1. SPLC's definition of a “hate group” could risk the legal status of mainstream religious groups like the Catholic Church. LifeSiteNews Editor-in-Chief John-Henry Westen told me he thinks this is the goal. “SPLC point is to criminalize the Catholic Church and similar Christian faiths that disagree with SPLC’s ideological views, especially those on human sexuality,” said Westen in an e-mail.

According to SPLC, a hate group has “beliefs or practices that attack or malign an entire class of people, typically for their immutable characteristics.” Additionally, “Hate group activities can include criminal acts, marches, rallies, speeches, meetings, leafleting or publishing.” 

These broad definitions clearly encompass the Church, which teaches the truth about sexuality and gender through many mediums, individuals, and groups. 

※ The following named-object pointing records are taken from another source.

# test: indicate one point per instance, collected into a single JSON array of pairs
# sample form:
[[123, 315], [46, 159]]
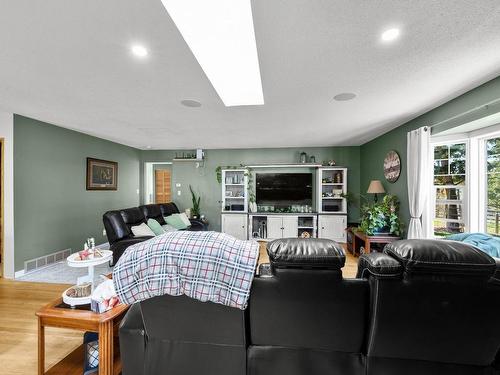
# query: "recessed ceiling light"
[[191, 103], [344, 96], [390, 35], [139, 51], [221, 36]]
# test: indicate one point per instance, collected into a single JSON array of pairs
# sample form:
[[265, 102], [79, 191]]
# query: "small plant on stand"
[[381, 217]]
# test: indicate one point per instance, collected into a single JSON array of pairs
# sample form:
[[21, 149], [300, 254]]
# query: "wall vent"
[[46, 260]]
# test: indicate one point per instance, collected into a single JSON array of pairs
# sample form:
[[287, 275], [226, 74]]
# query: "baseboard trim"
[[18, 274]]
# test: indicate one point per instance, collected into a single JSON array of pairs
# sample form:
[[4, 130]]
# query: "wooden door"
[[162, 186], [235, 225]]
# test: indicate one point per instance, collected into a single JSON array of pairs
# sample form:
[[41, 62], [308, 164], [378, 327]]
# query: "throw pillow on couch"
[[178, 221], [142, 230], [156, 227]]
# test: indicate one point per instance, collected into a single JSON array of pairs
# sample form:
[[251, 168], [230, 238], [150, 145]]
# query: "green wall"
[[53, 210], [373, 152], [204, 181]]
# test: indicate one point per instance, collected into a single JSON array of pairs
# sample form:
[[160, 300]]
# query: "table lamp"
[[375, 188]]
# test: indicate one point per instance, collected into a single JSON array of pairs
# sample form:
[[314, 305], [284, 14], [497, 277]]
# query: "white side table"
[[90, 263]]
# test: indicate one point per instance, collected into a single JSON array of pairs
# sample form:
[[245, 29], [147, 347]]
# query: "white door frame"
[[149, 179], [7, 133]]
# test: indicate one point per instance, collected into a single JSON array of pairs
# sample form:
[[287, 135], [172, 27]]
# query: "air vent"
[[46, 260]]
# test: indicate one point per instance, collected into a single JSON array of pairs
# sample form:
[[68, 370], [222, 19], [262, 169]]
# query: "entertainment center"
[[292, 200]]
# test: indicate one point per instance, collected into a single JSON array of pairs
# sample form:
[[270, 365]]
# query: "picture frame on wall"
[[392, 166], [102, 174]]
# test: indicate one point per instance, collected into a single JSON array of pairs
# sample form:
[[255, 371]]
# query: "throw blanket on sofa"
[[484, 242], [207, 266]]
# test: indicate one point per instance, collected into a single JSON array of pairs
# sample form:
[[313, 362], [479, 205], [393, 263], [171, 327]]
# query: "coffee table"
[[368, 240], [58, 314]]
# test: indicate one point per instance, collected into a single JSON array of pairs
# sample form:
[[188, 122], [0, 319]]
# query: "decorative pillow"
[[142, 230], [168, 228], [176, 221], [155, 227], [184, 219]]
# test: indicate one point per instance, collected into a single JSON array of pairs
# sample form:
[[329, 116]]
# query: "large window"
[[492, 147], [450, 183]]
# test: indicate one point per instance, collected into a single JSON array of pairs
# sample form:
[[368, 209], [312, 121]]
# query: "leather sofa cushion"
[[277, 360], [116, 229], [153, 211], [168, 209], [379, 265], [133, 216], [441, 257], [306, 253]]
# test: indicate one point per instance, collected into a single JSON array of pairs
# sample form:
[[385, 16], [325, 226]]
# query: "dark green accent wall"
[[373, 152], [52, 208], [204, 181]]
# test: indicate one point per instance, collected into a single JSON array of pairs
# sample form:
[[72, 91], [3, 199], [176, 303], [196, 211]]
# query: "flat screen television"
[[283, 189]]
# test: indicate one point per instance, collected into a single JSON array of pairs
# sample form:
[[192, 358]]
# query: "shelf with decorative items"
[[234, 190], [332, 190]]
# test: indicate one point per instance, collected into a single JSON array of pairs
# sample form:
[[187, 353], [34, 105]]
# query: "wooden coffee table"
[[58, 314]]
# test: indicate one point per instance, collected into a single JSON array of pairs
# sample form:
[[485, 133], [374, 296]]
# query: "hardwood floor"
[[18, 325]]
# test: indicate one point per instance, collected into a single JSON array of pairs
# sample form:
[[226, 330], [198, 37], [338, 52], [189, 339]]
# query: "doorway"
[[157, 182], [163, 186]]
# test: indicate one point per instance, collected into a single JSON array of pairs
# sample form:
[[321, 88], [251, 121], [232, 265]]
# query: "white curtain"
[[419, 172]]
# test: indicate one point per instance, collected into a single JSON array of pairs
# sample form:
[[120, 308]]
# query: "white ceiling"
[[69, 63]]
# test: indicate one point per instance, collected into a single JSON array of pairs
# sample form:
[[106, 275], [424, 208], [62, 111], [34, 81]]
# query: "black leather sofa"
[[118, 223], [421, 307]]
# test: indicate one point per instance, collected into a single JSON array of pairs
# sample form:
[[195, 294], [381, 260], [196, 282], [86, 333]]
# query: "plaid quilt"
[[207, 266]]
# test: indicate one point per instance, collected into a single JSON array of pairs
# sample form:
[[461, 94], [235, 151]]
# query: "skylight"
[[221, 36]]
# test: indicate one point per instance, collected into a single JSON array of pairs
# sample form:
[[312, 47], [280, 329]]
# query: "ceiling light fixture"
[[221, 36], [139, 51], [344, 96], [191, 103], [390, 35]]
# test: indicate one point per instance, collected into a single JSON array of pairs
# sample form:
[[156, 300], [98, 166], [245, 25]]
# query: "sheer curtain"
[[418, 171]]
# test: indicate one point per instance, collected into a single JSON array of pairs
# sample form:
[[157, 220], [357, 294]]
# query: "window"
[[449, 188], [492, 196]]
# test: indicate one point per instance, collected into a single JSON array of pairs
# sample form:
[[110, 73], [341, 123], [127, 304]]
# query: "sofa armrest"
[[133, 341], [378, 265]]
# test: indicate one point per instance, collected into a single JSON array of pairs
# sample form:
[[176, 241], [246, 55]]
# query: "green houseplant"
[[381, 217], [195, 210]]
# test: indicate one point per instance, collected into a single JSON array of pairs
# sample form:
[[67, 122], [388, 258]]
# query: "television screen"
[[283, 189]]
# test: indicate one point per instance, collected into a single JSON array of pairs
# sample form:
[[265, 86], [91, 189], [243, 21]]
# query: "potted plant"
[[381, 217], [195, 210]]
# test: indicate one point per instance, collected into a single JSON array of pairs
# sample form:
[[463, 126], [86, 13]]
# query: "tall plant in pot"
[[381, 217]]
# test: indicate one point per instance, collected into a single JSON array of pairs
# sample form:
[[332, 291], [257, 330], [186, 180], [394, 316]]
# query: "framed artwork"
[[102, 174], [392, 166]]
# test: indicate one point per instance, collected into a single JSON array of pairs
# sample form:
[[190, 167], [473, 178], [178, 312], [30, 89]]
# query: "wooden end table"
[[368, 240], [58, 314]]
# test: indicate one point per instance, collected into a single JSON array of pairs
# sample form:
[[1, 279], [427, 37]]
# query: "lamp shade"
[[375, 187]]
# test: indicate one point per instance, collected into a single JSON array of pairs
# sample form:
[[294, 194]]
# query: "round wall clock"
[[392, 166]]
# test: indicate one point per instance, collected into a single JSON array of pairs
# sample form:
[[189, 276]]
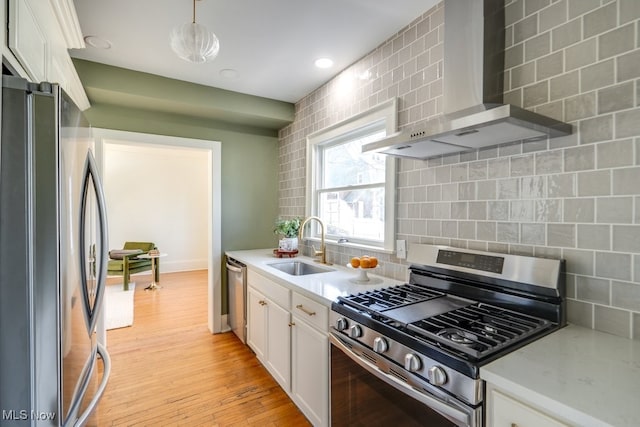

2. To some liberals, blaming SPLC for certain violence against conservatives may be seen as hypocritical, since pro-life activists refuse to take blame when violence is committed against abortionists. Conversely, conservatives condemn how liberals blame peaceful and prayerful pro-lifers for violence against abortionists while turning a blind eye to any role The New York Times might play in ambushes of police officers or any role SPLC might have played in the aforementioned 2012 and 2017 shootings. 

However, Gainor says it is consistent to hold SPLC's feet to the proverbial fire, telling me that “there is an enormous difference between conservative complaints about Planned Parenthood and what the SPLC pretends to do.”

“Conservatives are right in calling out Planned Parenthood,” said Gainor in an e-mail. “It pretends to be pro-woman and then uses taxpayer dollars to destroy ... babies. The SPLC simply uses its extremist ideology to identify anyone who dares to simply disagree as a hater and, by so doing, may put them at risk of harm.”

Gainor’s argument implies three good points – first, pro-life complaints about Planned Parenthood are doubly valid because the abortion company is publicly funded. Second, pro-lifers’ views are based on the truth of human life, while SPLC’s “hate group” designation is used to promote lies about human sexuality. 

Perhaps most importantly, SPLC says disagreement on the truths of sexuality and gender is hate. Pro-lifers say murdering innocents is… well, murder. And then we pray for everyone involved.